Sunday, July 1, 2007

Bleak House



Balcony Toys, Orlando

As I mentioned in an earlier post, large resort hotels try to emulate some era of long-gone glory in order to impress their guests. They believe, quite falsely, that what we really want in the way of furnishings and ambiance is a place that resembles a down-market Louis XIVth brothel. For some reason they feel able to contend that it's the popular taste and defines, in the minds of their target audience, what luxury should be.

Don't know if you saw one of the early series of "The Apprentice" with Donald Trump? (I think they had something similar in the UK with Alan Sugar, a businessman about as far from Trump as it's possible to get and still be in the same galaxy!) Anyway, as the prize for winning the task one week, a bunch of the Trump wannabes got invited round to his NY apartment for dinner with he and his missus. Surprise, surprise, the interior decor looked exactly like Versailles would have done if a) they had taken all the original furnishings and then stuffed them into a place one quarter the size and b) had cross-bred the original French interior decorator with Hugh Heffner and reassigned him to Trump Towers. It was unspeakably over-the-top hideous. And yet, and yet. Without exception, the toadying acolytes on the show were breathless with excitement and admiration for what they deemed his remarkable taste in all things decorative. Crystal chandeliers, dipped-in-gold everything, large gilded mirrors, marble and onyx table tops, French china ... well, you get the picture.

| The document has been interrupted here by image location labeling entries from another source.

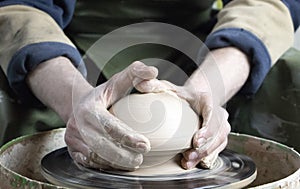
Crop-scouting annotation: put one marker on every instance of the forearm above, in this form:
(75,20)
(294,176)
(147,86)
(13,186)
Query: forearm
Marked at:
(53,81)
(222,74)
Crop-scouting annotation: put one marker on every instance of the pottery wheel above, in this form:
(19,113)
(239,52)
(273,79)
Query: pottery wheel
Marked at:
(231,170)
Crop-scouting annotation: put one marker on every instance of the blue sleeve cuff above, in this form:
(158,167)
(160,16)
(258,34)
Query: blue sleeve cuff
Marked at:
(60,10)
(252,46)
(294,7)
(28,57)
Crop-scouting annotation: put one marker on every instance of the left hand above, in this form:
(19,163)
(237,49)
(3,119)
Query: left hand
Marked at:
(211,138)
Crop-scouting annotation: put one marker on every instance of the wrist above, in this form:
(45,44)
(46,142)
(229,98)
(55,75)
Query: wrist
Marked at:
(53,81)
(221,74)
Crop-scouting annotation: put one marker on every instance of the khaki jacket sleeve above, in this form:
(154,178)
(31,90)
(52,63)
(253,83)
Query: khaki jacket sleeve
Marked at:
(263,29)
(28,37)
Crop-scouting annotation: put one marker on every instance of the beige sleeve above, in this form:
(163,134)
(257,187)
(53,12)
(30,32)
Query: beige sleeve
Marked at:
(23,25)
(269,20)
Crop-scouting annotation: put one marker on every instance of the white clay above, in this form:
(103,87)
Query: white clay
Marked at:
(165,119)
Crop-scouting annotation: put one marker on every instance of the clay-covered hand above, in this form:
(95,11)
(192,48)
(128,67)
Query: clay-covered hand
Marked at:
(96,138)
(211,138)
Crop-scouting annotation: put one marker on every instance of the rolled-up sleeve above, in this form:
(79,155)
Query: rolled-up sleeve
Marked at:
(263,30)
(28,37)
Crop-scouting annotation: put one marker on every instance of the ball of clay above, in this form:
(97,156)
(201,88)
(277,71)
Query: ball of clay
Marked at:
(165,119)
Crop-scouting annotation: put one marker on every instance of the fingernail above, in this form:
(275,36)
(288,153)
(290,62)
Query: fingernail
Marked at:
(189,165)
(193,155)
(143,147)
(200,142)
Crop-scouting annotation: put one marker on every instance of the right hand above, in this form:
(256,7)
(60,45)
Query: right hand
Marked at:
(97,139)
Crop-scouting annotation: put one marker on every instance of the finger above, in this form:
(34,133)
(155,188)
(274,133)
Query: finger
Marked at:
(85,155)
(123,82)
(216,130)
(155,86)
(104,123)
(192,158)
(108,151)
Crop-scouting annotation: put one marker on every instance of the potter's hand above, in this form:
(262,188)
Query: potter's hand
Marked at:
(211,138)
(96,138)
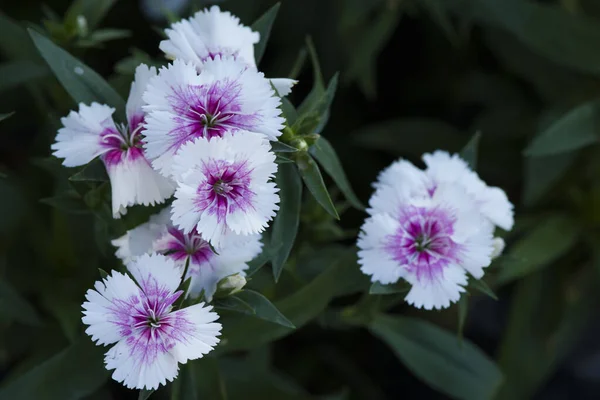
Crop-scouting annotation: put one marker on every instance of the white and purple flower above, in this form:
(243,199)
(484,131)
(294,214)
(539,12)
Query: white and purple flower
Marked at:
(150,338)
(214,33)
(205,267)
(225,185)
(443,168)
(226,96)
(91,132)
(430,237)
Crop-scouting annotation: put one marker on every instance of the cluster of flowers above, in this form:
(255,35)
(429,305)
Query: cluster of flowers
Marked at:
(431,227)
(198,129)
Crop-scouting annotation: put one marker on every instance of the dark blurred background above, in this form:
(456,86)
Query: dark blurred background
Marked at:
(416,75)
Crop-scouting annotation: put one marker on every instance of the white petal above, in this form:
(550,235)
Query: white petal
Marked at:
(139,240)
(438,293)
(155,270)
(201,332)
(139,364)
(445,168)
(496,206)
(102,309)
(372,256)
(133,181)
(135,114)
(209,33)
(79,140)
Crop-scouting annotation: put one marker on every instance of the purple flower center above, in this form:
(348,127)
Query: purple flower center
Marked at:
(226,188)
(180,246)
(209,110)
(423,243)
(122,142)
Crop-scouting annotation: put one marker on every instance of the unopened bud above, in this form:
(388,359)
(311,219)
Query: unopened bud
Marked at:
(230,285)
(82,28)
(498,244)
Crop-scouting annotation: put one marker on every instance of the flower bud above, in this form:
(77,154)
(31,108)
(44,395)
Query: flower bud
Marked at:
(229,285)
(498,244)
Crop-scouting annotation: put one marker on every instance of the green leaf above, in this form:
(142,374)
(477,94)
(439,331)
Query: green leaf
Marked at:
(545,243)
(463,310)
(263,26)
(459,370)
(289,111)
(325,154)
(309,170)
(15,73)
(80,81)
(364,52)
(285,226)
(14,307)
(314,114)
(74,373)
(574,130)
(14,41)
(483,287)
(234,303)
(70,202)
(5,116)
(568,39)
(279,147)
(95,171)
(262,308)
(145,394)
(199,379)
(244,380)
(399,287)
(98,37)
(409,136)
(470,151)
(93,11)
(541,173)
(300,307)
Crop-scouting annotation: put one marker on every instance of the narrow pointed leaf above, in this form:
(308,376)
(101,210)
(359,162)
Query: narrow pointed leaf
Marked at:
(234,303)
(73,374)
(15,73)
(309,170)
(460,370)
(548,241)
(82,83)
(316,113)
(287,220)
(93,11)
(325,154)
(463,310)
(263,26)
(262,308)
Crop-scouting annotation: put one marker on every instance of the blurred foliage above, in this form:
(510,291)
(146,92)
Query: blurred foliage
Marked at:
(414,76)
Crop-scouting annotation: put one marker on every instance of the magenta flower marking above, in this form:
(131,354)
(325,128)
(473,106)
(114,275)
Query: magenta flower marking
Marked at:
(209,110)
(423,242)
(226,188)
(179,246)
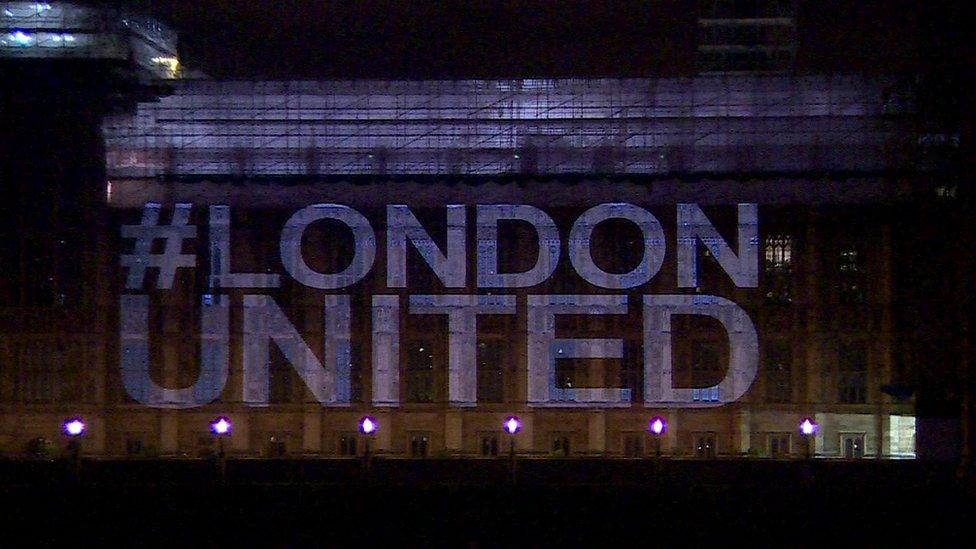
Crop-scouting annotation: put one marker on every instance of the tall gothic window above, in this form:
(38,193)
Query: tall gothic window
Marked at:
(778,366)
(490,371)
(852,373)
(778,268)
(851,275)
(420,372)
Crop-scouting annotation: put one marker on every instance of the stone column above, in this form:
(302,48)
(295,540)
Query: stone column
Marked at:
(169,442)
(312,430)
(597,431)
(453,431)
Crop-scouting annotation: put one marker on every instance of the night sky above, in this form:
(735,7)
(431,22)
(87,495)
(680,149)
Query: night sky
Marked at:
(526,38)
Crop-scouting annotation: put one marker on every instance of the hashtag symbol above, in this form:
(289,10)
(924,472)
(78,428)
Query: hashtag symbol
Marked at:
(171,257)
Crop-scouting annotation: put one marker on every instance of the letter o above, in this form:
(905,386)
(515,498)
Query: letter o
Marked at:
(364,246)
(582,259)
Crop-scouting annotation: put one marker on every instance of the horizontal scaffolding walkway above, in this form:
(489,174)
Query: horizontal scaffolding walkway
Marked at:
(706,124)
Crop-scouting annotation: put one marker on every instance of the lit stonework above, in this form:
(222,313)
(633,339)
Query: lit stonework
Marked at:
(822,307)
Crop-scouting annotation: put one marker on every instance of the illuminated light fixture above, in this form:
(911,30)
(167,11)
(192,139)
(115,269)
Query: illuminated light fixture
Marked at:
(368,425)
(172,64)
(220,426)
(74,427)
(21,38)
(657,425)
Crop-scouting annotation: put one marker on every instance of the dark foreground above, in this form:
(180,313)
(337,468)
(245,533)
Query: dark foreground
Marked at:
(472,503)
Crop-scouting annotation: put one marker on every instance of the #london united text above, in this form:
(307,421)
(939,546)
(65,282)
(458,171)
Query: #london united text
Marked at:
(264,323)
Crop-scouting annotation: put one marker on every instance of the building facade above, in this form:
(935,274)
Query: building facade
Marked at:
(819,156)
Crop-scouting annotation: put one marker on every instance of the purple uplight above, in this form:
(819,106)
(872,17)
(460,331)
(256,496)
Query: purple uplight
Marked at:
(220,426)
(368,425)
(657,425)
(74,427)
(512,425)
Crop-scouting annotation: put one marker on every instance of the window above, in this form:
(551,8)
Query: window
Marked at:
(705,370)
(778,445)
(852,445)
(704,445)
(419,444)
(347,444)
(489,444)
(778,268)
(852,373)
(490,371)
(277,445)
(279,379)
(560,444)
(356,372)
(778,367)
(851,275)
(632,370)
(633,444)
(420,372)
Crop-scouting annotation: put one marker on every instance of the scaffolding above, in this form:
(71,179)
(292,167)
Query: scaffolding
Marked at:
(705,124)
(63,30)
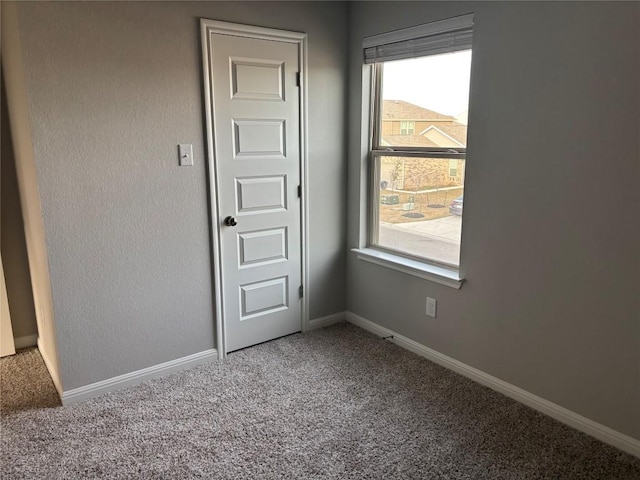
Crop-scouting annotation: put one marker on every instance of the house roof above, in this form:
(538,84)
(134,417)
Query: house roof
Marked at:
(456,131)
(401,110)
(407,141)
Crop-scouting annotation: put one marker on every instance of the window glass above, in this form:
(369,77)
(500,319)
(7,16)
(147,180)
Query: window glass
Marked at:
(418,198)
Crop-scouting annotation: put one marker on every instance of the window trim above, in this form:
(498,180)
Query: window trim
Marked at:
(430,269)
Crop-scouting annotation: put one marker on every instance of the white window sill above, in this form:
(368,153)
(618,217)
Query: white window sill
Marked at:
(434,273)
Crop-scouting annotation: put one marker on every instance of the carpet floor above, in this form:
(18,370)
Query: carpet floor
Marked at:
(337,403)
(25,383)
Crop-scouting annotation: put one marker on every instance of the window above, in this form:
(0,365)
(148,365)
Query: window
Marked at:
(420,81)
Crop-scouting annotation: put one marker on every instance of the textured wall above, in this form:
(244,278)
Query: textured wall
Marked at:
(113,87)
(14,247)
(19,119)
(551,228)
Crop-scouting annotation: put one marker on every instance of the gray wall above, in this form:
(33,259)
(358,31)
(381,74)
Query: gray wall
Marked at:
(14,247)
(112,88)
(551,232)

If all that weren't bad enough when executed inside a hotel, they install all this stuff within a building that outside looks like it was designed by Stalin, for Stalin, and on a "grumpy day" at that.

Around the world both architecture and the decorative arts have moved on, and a long way at that. Alas, these trends have somehow by-passed the likes of Marriott, Ritz Carlton and the rest almost completely, leaving them instead mired between a past they can't get right and a future they cannot seem to grasp at all.